Compare Catalog – RBackup compares the last copy of the catalog it stored on the Server with its current copy to extract changes.
Extract Changes from Catalog – If the catalog has changed, the changes are extracted.
Prepare Catalog for Backup – The changes are prepared for backup exactly the same way files and objects are prepared. They are compressed, encrypted, and signed.
Store Catalog – The catalog changes are sent to the Server and stored.
Verify Catalog – The Client and Server exchange metadata and signatures through secure tokens to validate the catalog changes were properly stored on the Server.
End of Backup Processes – At the end of the backup both the RBackup server and the Client do some housekeeping tasks like flushing cache, updating databases, writing logs, closing and releasing ports. In addition, the Client might run any command files that have been defined by the Service Provider.
Other things that might affect speed:
Throttling – RBackup has a function that throttles bandwidth. It is set to medium by default, but it can be turned way down or way up. This makes a huge difference in the speed of transmission, and not in the speed of file preparation.
Priority – RBackup can be set to use High, Medium, or Low priority. This affects how much CPU time the backup process takes from other applications. It is set to Medium by default.

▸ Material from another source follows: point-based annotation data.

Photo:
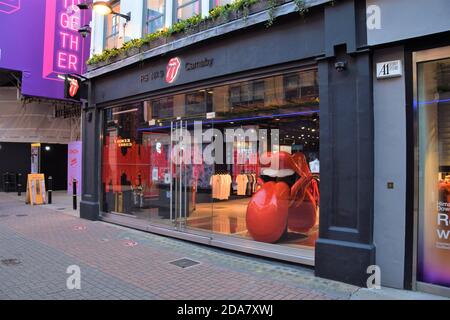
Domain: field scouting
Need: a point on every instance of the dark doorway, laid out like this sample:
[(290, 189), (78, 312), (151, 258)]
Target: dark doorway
[(15, 158), (54, 164)]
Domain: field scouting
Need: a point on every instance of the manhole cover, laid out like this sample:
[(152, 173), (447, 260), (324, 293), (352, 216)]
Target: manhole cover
[(131, 243), (10, 262), (185, 263)]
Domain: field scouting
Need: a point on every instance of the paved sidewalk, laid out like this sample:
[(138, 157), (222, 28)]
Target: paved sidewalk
[(38, 244)]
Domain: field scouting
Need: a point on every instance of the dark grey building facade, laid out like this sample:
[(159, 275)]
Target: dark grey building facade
[(322, 67)]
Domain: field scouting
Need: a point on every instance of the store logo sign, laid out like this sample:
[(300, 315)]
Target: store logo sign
[(172, 70), (73, 89)]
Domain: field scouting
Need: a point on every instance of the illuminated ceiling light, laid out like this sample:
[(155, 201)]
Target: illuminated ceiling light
[(102, 7)]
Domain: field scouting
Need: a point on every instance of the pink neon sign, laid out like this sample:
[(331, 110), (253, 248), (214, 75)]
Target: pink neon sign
[(64, 48), (9, 6)]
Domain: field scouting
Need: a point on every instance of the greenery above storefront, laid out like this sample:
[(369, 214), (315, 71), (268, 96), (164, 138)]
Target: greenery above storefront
[(239, 9)]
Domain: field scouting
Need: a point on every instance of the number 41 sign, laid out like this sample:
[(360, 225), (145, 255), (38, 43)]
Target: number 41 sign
[(390, 69)]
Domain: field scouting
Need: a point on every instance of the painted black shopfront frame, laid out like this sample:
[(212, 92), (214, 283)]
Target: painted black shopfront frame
[(328, 35)]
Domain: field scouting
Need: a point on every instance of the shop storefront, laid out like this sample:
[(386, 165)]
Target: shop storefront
[(411, 101), (198, 166), (246, 141)]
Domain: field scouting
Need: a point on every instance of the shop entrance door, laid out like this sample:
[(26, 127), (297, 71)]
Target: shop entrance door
[(192, 169), (432, 181)]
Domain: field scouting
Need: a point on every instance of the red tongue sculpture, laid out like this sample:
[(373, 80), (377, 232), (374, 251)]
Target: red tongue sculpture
[(275, 206), (268, 211)]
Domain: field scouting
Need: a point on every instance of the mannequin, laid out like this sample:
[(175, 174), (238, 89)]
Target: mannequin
[(314, 165)]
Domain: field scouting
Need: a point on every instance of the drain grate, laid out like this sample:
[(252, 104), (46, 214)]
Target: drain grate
[(10, 262), (184, 263)]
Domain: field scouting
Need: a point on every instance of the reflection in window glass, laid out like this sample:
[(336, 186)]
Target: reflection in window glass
[(188, 10), (218, 3)]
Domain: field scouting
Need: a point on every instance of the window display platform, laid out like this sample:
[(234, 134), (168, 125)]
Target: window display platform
[(229, 218)]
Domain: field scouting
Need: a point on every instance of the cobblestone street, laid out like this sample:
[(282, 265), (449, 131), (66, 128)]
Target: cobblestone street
[(38, 244)]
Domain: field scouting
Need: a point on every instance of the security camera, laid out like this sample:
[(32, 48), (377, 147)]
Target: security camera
[(340, 66), (85, 31)]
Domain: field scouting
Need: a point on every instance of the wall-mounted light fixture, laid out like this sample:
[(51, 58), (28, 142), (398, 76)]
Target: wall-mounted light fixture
[(104, 8), (85, 31), (340, 66)]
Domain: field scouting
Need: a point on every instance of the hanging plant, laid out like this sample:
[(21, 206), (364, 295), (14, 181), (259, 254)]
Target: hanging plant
[(301, 6), (193, 24), (271, 12)]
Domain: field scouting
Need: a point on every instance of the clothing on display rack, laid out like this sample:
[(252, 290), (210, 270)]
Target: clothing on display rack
[(314, 166), (246, 184), (242, 181), (221, 186)]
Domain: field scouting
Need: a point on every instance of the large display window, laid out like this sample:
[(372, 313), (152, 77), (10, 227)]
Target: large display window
[(433, 187), (239, 159)]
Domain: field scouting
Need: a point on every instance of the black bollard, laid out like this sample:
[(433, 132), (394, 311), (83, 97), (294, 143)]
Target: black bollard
[(19, 184), (6, 182), (74, 188), (50, 189)]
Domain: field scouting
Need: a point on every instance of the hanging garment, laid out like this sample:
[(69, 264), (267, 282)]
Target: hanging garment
[(242, 182), (215, 185), (221, 186), (225, 188)]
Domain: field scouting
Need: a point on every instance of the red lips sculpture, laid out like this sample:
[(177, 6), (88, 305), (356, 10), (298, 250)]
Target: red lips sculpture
[(275, 207)]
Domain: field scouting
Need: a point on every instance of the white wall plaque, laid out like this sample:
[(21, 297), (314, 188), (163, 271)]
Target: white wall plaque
[(389, 69)]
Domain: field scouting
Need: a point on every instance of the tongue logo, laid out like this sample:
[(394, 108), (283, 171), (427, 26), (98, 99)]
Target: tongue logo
[(172, 70), (74, 86)]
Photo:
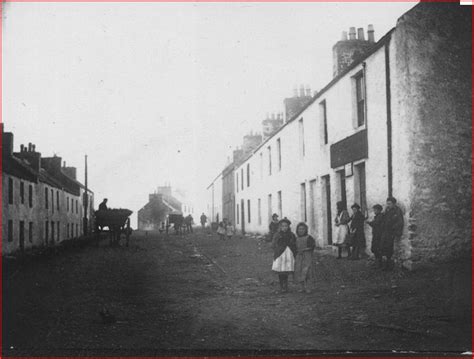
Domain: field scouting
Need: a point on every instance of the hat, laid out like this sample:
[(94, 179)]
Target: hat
[(377, 206)]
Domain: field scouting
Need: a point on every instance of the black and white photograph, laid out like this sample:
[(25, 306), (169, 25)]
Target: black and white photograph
[(218, 179)]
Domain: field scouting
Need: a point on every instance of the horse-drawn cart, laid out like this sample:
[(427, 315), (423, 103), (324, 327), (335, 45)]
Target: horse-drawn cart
[(117, 221)]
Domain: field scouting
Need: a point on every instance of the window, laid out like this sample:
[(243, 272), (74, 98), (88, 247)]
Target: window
[(248, 174), (30, 196), (30, 232), (280, 205), (22, 235), (269, 149), (360, 98), (324, 121), (301, 136), (22, 193), (248, 210), (10, 231), (303, 203), (46, 232), (259, 211), (279, 154), (10, 191), (270, 208)]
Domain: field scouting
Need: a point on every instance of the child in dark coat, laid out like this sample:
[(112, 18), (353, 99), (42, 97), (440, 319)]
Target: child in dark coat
[(377, 229)]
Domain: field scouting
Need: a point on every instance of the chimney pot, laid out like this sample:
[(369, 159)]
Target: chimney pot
[(371, 33), (352, 33)]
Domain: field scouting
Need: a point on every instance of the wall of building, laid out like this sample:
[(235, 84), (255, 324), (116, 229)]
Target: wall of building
[(431, 70)]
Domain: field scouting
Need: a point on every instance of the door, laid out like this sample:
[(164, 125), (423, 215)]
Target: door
[(22, 235), (242, 215), (326, 193)]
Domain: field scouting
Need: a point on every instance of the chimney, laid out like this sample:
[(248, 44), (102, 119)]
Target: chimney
[(301, 91), (371, 33), (352, 33)]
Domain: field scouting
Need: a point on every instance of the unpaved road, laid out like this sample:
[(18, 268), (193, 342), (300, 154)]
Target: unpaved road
[(196, 295)]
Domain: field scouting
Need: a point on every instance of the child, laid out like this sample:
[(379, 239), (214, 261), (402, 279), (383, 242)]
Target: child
[(377, 228), (221, 231), (305, 245), (357, 231), (284, 250), (230, 230)]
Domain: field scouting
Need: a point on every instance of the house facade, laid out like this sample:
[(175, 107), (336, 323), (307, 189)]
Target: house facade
[(43, 203)]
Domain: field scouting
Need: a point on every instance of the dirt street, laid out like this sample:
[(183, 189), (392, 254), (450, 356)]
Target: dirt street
[(196, 295)]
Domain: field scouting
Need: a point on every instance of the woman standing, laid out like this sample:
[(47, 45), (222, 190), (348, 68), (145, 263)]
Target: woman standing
[(357, 231), (284, 250), (305, 245), (342, 229)]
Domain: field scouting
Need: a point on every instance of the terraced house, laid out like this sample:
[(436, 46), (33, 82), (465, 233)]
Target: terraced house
[(395, 120), (43, 203)]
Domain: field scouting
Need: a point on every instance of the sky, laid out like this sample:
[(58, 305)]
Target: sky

CPU speed – The speed of the CPU affects the file preparation process, starting with the Begin All Files Process phase.
Internet Speed – Of course Internet speed plays a large part in transmission speed. Sending files UP your Internet connection (backing them up) is usually far slower than downloading files (restoring them.) Most Internet Service Providers specify their speeds by advertising only the download speed, the fastest one. The remote-backup.com website has several articles and calculators to help predict transmission speeds.
File Size – Big files take a long time to back up. That’s just simple physics.
Number of files – RBackup needs about 1 second per file to handle overhead tasks like validating signatures and verifying that files have been correctly stored on the Server, and this can add a lot to the backup time. For example, if you are backing up 100,000 files, that’s 100,000 seconds or 1,666 minutes, or 28 hours – just in overhead time for file validation, not including the time needed to prepare and transmit the files.
There are many ways you can speed up backups by changing various settings in the RBackup software. See your documentation for specifics, or search the Knowledge Base at http://help.remote-backup.com.
There are articles that can help you adjust your file selections and other settings in the Best Practices links at http://www.remote-backup.com/online-backup-index.htm
If you made it through this article to the end, I hope you are convinced that backing up files is vastly different from copying files, and that doing proper backups is worth the time it takes.